Zusätzlich möchte ich an dieser Stelle gerne noch über das, meiner Ansicht nach völlig unberechtigte, gute Image des Kompromisses sprechen. Das abendländische Ideal nach Hegel ist ja „These, Antithese, Synthese“ – praktisch kommt häufig „These, Antithese, Prothese“ heraus – der kleinste gemeinsame Nenner, auf dem alle noch gerade eben humpeln können – die s.g. „Zwei-Verlierer-Lösungen“. Der Kompromiss ist oft nur der kleinste gemeinsame Nenner – keiner erhält wirklich das, was er will. Lieber als der Kompromiss ist mir der Konsens als Zwei-Gewinner-Lösung, der allerdings zugegebenermaßen nicht immer realisierbar ist.

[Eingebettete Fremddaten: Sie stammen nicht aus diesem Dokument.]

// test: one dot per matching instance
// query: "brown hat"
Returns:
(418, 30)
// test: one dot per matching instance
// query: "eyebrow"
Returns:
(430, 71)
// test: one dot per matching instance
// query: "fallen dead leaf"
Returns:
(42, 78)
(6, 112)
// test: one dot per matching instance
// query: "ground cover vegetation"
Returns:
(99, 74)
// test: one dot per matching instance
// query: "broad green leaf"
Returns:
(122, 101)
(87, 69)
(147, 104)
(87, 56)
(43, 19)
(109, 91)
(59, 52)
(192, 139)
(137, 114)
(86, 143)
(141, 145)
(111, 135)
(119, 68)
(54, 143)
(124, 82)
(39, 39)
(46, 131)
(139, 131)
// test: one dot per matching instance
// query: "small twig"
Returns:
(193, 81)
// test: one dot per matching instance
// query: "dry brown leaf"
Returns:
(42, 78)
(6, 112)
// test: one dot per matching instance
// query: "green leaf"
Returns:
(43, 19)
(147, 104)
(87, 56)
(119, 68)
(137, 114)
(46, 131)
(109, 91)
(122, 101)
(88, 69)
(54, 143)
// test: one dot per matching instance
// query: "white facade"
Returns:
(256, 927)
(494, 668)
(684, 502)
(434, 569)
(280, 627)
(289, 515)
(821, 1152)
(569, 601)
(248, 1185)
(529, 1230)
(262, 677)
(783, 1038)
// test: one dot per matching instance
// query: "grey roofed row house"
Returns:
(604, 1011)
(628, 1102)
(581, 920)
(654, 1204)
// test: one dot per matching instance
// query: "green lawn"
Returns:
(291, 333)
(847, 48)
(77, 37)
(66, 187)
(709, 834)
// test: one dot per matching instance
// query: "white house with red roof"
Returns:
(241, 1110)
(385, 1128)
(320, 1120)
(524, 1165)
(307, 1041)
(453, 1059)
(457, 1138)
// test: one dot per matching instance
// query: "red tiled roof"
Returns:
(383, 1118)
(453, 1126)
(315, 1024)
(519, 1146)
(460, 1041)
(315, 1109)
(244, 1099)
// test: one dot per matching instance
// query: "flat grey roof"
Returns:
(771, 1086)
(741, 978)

Als Beispiel können wir das oft vollkommen unterschiedliche Bedürfnis nach Selbstständigkeit und kontrollierter Abhängigkeit, Distanz und Nähe nehmen und zwar sowohl in privaten als auch beruflichen Beziehungen. Wenn die Bedürfnisse der Beteiligten in dieser Hinsicht sehr weit auseinander liegen, sollten aus meiner Sicht nicht vorrangig Kompromisse gesucht werden, also Aufteilungen von Zeit und Freiräumen verhandelt werden, sondern möglichst ein Konsens hergestellt werden. Dieser Konsens könnte zum Beispiel darauf zielen, dass die Selbst- und Eigenständigkeit beider Partner durch Stärkung des Selbstwertgefühls und Selbstvertrauens auch als „Paar“ erhalten bleibt und es gezielte Entwicklungs- und Fördermaßnahmen gibt, dies auch für den anderen praktikabel und akzeptabel zu machen. Ist das nicht möglich, kann der Versuch eines Kompromisses gemacht werden. Bleibt das schlechte Gefühl dann immer noch, sollte ernsthaft eine Trennung in Betracht gezogen werden, um sich gegenseitig nicht noch mehr Lebenszeit und -freude zu klauen. Tun wir das trotzdem nicht, kommt es in vielen Beziehungen zum Phänomen der „inneren Kündigung“. Offiziell noch zusammen, es gibt aber kaum noch Interesse am anderen, kaum noch etwas zu sagen oder gar gemeinsame Ziele. Da stellt sich dann für beide nur noch die Frage: Gibt es ein Leben vor dem Tod?